Redundant bases have long been the military’s version of welfare for congressional districts. Congress created the independent Base Closure and Realignment Commission in 1988 because it couldn’t bring itself to shutter any. Four rounds of base closures -- in 1988, 1991, 1993 and 1995 -- have gotten rid of 97 major installations -- 29 of them in California, including El Toro Marine base in Orange County and the Long Beach Naval Shipyard.

In the next round, consolidation of laboratories and medical treatment facilities, not to mention office space in the Washington area, is a no-brainer. According to National Defense magazine, more than 100,000 military and civilian employees of the Pentagon work within 50 miles of the White House.

But Rumsfeld’s corporate model doesn’t work as well for military operations. His insistence on a slim fighting force in Iraq worked for combat but translated poorly to policing. The current consensus is that a large increase in forces on the ground is required.
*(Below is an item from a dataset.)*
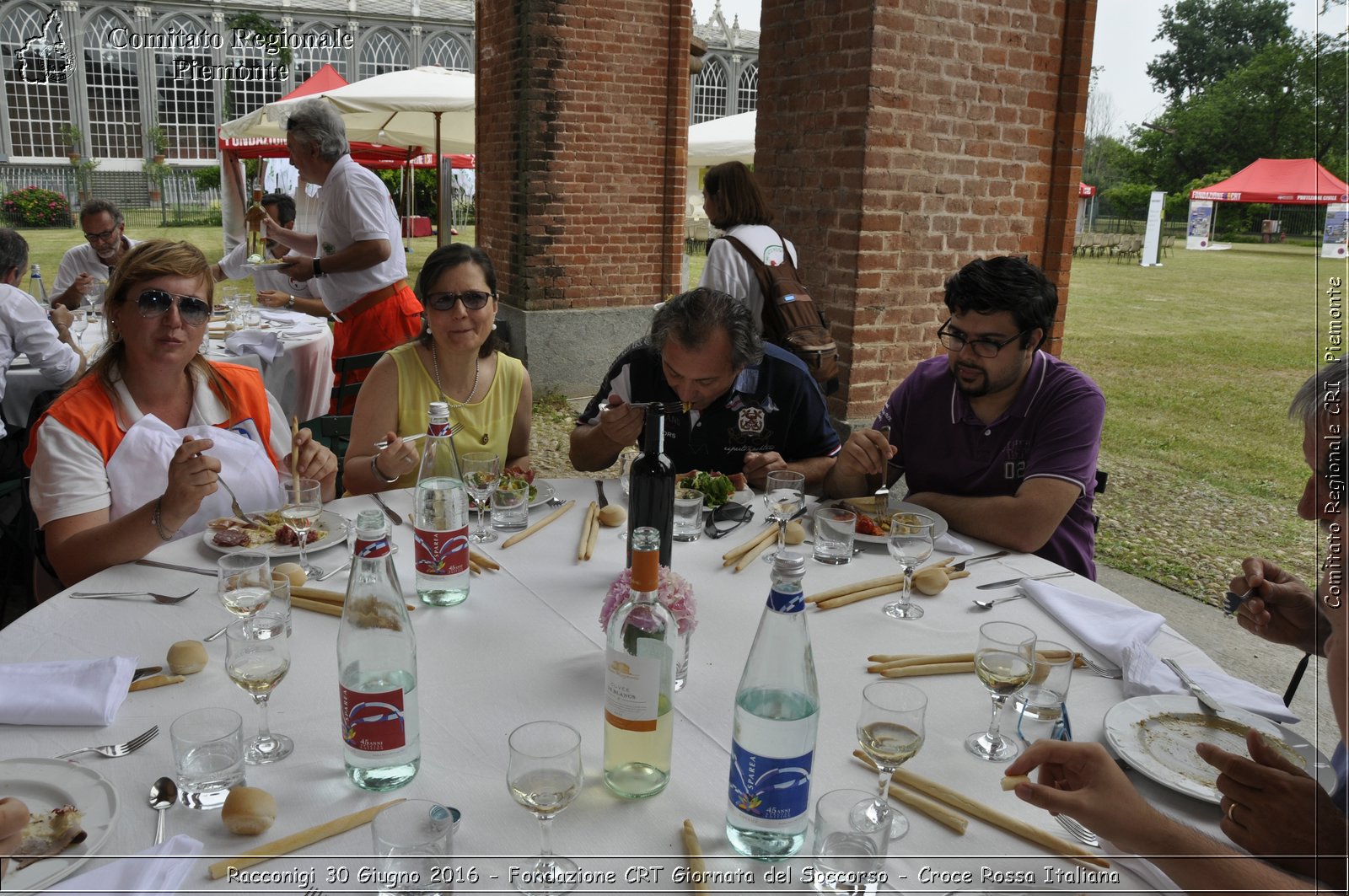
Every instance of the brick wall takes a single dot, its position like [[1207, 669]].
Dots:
[[897, 143], [582, 123]]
Base cuts that lead to troop reductions would not sit well with combat forces.

There’s also the issue of where the projected savings should go. Rumsfeld has broadly suggested putting them into programs like a missile defense system, a boondoggle that hasn’t defended anything despite tens of billions in research. Lawmakers may be protecting bases for selfish reasons, but that doesn’t mean Rumsfeld is right.